Investors rediscover bond funds: IFIC

By Steven Lamb | March 16, 2009 | Last updated on March 16, 2009
3 min read

Canadians were clearly still spooked in February, investing just under $1.7 billion in mutual funds in February, typically prime time for the industry as investors make last-minute contributions to their RRSPs.

Money market funds alone accounted for $1.4 billion. The rather paltry $258.9 million that flowed into long-term funds marked the first time the group had positive net sales since June 2008. The industry has seen net inflows of just $2.8 billion so far this year.

In contrast, February 2008 saw long-term fund sales of $2.9 billion, while an additional $3.2 billion flowed into money market funds.

“Investors were a little less conservative in their investment choices in February,” notes Pat Dunwoody, vice-president, member services and communications. “Aside from the strength in money market fund sales we have seen for some time now, Canadians invested $870 million in bond funds and $131 million in balanced funds in February.”

Bond funds attracted only $319.3 million in January and just $55.5 million in net sales for all of 2008. In fact, bond fund sales haven’t topped the $850 million mark since October 2005, when they attracted net sales of $956.2 million.

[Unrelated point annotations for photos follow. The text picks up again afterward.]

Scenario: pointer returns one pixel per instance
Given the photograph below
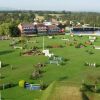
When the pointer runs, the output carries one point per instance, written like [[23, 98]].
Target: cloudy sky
[[68, 5]]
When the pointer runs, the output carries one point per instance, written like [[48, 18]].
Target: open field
[[72, 72]]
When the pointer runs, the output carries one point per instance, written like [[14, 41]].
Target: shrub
[[21, 83]]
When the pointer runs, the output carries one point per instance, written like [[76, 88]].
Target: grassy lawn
[[72, 72]]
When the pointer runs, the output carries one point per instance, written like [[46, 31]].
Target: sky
[[67, 5]]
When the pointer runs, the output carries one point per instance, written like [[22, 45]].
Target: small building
[[53, 29], [27, 29], [41, 28]]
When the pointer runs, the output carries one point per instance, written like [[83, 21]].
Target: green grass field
[[72, 72]]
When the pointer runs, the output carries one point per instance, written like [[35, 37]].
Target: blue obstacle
[[32, 86]]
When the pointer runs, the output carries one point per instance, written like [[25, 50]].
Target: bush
[[43, 85], [22, 83], [6, 86]]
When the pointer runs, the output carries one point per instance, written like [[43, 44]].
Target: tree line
[[9, 20]]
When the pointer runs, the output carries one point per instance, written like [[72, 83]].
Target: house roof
[[52, 27], [25, 25]]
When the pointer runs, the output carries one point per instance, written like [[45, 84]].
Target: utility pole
[[43, 42]]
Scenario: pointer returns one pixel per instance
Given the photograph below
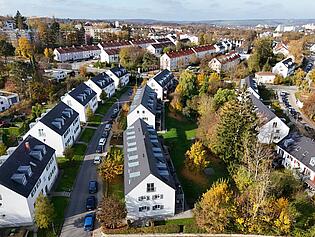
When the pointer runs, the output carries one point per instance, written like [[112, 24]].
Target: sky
[[179, 10]]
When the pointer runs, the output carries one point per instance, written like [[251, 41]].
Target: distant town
[[143, 127]]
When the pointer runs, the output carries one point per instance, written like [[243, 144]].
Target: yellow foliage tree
[[213, 211], [196, 157]]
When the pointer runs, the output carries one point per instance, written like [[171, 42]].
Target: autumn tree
[[44, 212], [196, 157], [112, 213], [69, 153], [213, 212]]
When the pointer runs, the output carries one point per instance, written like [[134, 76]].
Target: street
[[74, 217]]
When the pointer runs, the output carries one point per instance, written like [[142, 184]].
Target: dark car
[[93, 187], [89, 222], [90, 203]]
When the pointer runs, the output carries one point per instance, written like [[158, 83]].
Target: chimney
[[27, 147]]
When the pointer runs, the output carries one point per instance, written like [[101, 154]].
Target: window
[[157, 196], [150, 187], [157, 207], [144, 208]]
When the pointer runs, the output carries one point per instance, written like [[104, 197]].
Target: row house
[[162, 83], [80, 99], [7, 99], [144, 106], [102, 83], [284, 68], [29, 171], [225, 62], [58, 127], [76, 53], [120, 76], [298, 153], [149, 184]]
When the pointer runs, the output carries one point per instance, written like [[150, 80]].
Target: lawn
[[87, 135], [60, 206], [179, 138], [69, 169]]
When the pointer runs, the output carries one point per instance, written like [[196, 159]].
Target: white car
[[97, 160]]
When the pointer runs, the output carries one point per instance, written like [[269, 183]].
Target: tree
[[44, 212], [6, 49], [112, 212], [89, 113], [196, 157], [69, 153], [49, 54], [3, 149], [103, 96], [213, 212]]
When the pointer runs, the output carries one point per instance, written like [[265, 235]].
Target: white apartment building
[[149, 185], [298, 153], [102, 82], [76, 53], [80, 99], [120, 76], [284, 68], [30, 170], [7, 99], [144, 106], [58, 127], [161, 83], [225, 62]]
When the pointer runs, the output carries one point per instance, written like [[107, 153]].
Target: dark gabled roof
[[21, 157], [145, 96], [102, 80], [144, 155], [262, 110], [119, 71], [59, 112], [163, 77], [300, 147], [83, 94]]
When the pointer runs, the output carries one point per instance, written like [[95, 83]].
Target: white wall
[[143, 113], [168, 201]]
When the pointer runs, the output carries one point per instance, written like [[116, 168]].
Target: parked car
[[89, 222], [97, 160], [93, 187], [90, 203]]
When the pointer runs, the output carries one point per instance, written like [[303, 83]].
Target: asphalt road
[[73, 225]]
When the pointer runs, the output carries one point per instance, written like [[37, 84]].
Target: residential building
[[80, 99], [176, 59], [76, 53], [281, 48], [161, 83], [102, 82], [265, 77], [157, 48], [29, 171], [7, 99], [120, 76], [149, 184], [144, 106], [271, 129], [58, 127], [110, 55], [225, 62], [284, 68], [298, 153]]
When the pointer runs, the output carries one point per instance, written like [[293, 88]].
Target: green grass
[[87, 135], [179, 138], [70, 169]]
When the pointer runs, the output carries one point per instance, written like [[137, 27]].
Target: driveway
[[73, 225]]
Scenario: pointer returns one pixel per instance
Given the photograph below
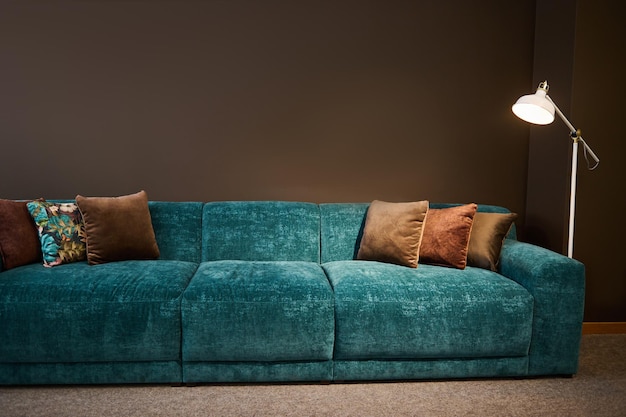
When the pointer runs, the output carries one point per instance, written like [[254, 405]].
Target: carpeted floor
[[598, 390]]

“There is definitely a segment of the market that has rediscovered the bond fund and the benefits of this type of diversification on the overall volatility of a portfolio,” said Dunwoody.

Investors’ return to balanced funds marked a reversal from January’s net redemptions of $152.1 million but is well shy of the $2.1 billion in net sales posted in February 2008.

The exodus from straight equity funds continued last month, with $683.2 million in net redemptions, compared with January’s outflows of $376.2 million and $279.2 million in net sales in February 2008.

U.S. stock funds led the decline, with net redemptions of $534 million, while Canadian equity funds saw redemptions of $302 million. Sector-focused equity funds actually enjoyed net inflows of $154 million.

On a firm-by-firm basis, RBC Asset Management once again dominated, with more than $1.3 billion in net money market sales and another $71 million in long-term fund sales.

The title for top seller of long-term fund sales went to CIBC, however, with $119 million in net sales. Dynamic ranked second, with nearly $93 million in net sales, followed by HSBC, with $85 million.

Invesco Trimark posted the worst net sales, with $247 million in total redemptions, followed by Franklin Templeton ($101 million) and TD Asset Management ($97.5 million).

In the past 12 months, the industry has been hit by $3.6 billion in net redemptions, with strong money market fund sales being more than offset by long-term fund redemptions.

“The last time industry net sales were in negative territory over a March to February period was over the 12-month period ending February 2003,” the IFIC commentary points out. “This period was followed by five years of strong industry fund sales as equity markets recovered from the downturn at the start of the century. Over the five years ending February 2008, industry sales totalled $91.1 billion, or an average of $18.2 billion per year.”

Overall industry assets were $476.9 billion at the end of February, down 2.9% from the previous month and 23.1% from the previous year. Over the past 12 months, IFIC estimates that market effect has erased $139.6 billion, or -22.5% of beginning assets, from industry assets under management.